At Facebook, we have been growing our global wide-area backbone networks and edge network points-of-presence (POPs) for more than a decade. Today, these networks span multiple continents, both metro and long-haul optical networks, and two parallel IP backbone networks. All of these networks are rapidly expanding to support accelerating growth in both egress traffic (to internet) and even larger internal machine-to-machine traffic demands.
Our previous network provisioning systems proved inadequate for the scale and complexity of building these networks, so we created our own comprehensive, flexible workflow system with Zero Touch Provisioning. This new framework has already empowered our engineers to move faster, to solve problems more creatively, and to take a far more iterative approach to building our networks and our network deployment tools.
Challenges of rapid growth
Building backbone networks at Facebook’s velocity and scale presents our network engineers with unprecedented and unique technical challenges. The fundamentally heterogeneous nature of geographically dispersed IP and optical backbone networks does not easily fit the conventional approaches of automating network builds often used in more homogeneous data center networks.

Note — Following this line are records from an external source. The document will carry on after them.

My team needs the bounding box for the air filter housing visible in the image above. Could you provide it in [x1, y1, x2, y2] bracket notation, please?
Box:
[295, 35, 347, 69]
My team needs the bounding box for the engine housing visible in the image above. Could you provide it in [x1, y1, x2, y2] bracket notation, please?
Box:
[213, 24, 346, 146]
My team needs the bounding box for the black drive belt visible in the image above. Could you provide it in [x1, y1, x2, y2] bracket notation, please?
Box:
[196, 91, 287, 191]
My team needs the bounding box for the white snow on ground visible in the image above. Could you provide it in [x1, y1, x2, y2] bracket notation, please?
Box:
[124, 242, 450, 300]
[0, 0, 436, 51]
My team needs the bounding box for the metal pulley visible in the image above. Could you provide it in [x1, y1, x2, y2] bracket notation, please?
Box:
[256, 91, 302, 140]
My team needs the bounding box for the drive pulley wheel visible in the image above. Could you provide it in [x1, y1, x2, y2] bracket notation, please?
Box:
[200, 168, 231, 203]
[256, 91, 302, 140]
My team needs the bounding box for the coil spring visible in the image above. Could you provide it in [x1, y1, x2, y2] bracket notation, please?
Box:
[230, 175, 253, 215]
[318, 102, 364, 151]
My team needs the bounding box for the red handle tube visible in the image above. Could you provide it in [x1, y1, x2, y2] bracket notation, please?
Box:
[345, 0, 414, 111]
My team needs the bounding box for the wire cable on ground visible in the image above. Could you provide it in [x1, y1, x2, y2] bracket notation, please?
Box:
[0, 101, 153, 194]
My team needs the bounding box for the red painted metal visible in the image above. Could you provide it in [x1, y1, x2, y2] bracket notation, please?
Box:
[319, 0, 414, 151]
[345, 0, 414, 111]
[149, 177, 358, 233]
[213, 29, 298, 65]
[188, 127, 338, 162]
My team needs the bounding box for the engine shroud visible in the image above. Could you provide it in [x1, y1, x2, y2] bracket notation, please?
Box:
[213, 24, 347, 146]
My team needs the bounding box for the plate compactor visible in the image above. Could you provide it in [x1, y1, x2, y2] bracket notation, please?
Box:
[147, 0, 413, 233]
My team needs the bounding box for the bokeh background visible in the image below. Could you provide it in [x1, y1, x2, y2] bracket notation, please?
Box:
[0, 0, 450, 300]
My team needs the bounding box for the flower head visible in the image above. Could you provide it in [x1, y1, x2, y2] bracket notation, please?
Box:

For many years, network engineers at Facebook approached these backbone growth challenges in a way not dissimilar from the rest of our industry. While we built tools to support the work of our network engineers, the overall approach was to write documentation (MOP, or method of procedure) and to hire more engineers to follow these increasingly detailed MOPs in our rapidly increasing deployment schedules. The tools, where they existed, were merely lines in a lengthy MOP for human engineers to execute manually.
Automation, but not enough. Then, a fresh approach with Vending Machine.

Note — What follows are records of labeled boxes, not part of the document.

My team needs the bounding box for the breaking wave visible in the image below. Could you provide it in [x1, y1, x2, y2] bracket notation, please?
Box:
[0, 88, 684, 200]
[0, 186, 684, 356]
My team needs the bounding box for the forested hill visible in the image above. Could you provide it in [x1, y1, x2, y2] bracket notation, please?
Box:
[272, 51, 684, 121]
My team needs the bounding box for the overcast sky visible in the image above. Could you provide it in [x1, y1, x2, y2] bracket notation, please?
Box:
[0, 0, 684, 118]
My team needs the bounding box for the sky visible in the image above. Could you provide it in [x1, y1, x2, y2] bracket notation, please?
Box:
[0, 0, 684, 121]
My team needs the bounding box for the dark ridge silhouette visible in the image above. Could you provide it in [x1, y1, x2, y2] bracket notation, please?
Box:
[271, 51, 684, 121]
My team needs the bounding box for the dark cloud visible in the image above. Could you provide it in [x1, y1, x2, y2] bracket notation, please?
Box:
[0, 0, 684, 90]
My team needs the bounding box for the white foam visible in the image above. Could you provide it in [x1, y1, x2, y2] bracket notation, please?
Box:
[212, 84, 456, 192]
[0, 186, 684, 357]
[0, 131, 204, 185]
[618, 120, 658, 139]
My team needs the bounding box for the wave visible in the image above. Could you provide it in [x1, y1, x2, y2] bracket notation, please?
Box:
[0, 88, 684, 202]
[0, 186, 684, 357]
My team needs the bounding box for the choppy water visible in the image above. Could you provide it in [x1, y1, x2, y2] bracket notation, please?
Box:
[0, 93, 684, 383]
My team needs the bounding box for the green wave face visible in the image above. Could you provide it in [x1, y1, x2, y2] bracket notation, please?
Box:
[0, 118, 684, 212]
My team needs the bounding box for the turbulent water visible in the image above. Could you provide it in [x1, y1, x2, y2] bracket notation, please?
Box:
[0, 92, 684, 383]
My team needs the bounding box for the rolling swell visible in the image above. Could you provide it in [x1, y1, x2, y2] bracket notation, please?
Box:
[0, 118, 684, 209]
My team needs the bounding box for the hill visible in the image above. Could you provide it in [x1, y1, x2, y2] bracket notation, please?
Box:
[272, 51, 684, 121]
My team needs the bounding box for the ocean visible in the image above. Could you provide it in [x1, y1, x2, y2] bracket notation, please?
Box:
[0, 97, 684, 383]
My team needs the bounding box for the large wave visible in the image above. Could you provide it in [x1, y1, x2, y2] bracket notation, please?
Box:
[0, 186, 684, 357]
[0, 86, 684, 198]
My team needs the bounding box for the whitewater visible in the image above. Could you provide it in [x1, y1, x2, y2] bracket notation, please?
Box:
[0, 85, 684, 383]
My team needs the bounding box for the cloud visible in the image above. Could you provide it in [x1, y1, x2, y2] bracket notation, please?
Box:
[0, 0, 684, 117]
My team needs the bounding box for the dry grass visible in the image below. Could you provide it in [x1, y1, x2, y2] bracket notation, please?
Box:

Facebook’s rapidly growing backbone traffic demands strained our ability to keep up, and the manual approaches were no longer enough. Pushing to build network more quickly led to increased errors and escalating impacts to our services. We understood that we needed to shift to a more software-centric approach to building our backbone and automate the MOPs.

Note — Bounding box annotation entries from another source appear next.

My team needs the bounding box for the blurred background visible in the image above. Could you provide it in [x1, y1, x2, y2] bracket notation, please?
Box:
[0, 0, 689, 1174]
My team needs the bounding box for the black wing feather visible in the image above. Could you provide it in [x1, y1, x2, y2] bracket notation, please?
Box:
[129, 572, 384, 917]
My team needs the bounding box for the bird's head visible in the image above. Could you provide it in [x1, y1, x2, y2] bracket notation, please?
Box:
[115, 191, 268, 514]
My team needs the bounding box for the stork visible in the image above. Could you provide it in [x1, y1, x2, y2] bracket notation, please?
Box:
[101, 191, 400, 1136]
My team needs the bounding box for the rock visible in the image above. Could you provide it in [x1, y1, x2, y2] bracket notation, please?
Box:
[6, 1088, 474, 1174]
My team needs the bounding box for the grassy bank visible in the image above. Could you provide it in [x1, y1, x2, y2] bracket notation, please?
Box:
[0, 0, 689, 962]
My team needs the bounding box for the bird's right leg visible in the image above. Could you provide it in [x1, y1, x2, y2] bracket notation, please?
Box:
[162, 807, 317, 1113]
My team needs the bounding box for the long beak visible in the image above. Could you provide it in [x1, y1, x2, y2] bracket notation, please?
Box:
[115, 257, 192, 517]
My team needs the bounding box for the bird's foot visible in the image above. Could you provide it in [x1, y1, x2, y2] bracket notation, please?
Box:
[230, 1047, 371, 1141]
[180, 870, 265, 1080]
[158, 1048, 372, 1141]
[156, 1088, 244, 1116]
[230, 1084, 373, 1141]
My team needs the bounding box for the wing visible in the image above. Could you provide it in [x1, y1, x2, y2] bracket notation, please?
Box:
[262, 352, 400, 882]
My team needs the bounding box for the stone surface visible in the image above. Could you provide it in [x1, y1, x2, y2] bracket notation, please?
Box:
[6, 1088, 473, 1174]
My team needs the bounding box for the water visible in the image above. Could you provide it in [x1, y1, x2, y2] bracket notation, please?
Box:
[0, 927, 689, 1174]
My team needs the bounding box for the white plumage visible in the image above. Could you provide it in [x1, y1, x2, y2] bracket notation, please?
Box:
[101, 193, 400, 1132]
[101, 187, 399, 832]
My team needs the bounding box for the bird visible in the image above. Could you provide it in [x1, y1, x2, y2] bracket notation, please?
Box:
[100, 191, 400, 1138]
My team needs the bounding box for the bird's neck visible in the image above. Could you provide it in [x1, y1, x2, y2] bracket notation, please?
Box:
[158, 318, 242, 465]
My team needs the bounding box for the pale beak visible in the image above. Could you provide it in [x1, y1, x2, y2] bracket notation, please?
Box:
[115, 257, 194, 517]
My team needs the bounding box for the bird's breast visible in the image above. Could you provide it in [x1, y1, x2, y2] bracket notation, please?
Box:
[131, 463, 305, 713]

Initially, the backbone network team attempted to use an older Facebook system for interacting over console/serial connections to build data center servers and top-of-rack switches more than a decade ago. This console-based approach was state-of-the-art at the time, though provisioning over a console was not always fast or predictable. For a backbone network spread across the world, it was even more fragile.
This provisioning system had started small and focused, but, over time, many new network use cases, platforms, and roles were added, all within a single code path of if/else conditionals. At its apex, this single provisioning system was used to build nearly every Facebook network device, from top-of-rack switches all the way up to complex backbone MPLS and BGP peering routers. As code complexity grew, it became harder to troubleshoot, to fix when it broke, or to extend in solving new challenges.
Ultimately, these challenges drove Facebook’s network engineers to develop a completely new approach for network deployment workflows. We called it Vending Machine, a name inspired by the machines that dispense candy and soft drinks. In the case of Facebook’s Vending Machine, the input is a device role, location, and platform, and out pops a freshly provisioned network device, ready to deliver production traffic.
ZTP with Python agents
A particularly important challenge in this new Vending Machine system was finding an alternative to unreliable consoles for the automated device provisioning itself. As data center switch vendors began supporting Zero Touch Provisioning (ZTP) features using DHCP for their network platforms, we began working with our backbone IP router and optical equipment vendors to support similar features. This approach allowed us to reuse the DHCP auto-provisioning infrastructure we had built for our servers and to provision network equipment over far more reliable Ethernet management connections.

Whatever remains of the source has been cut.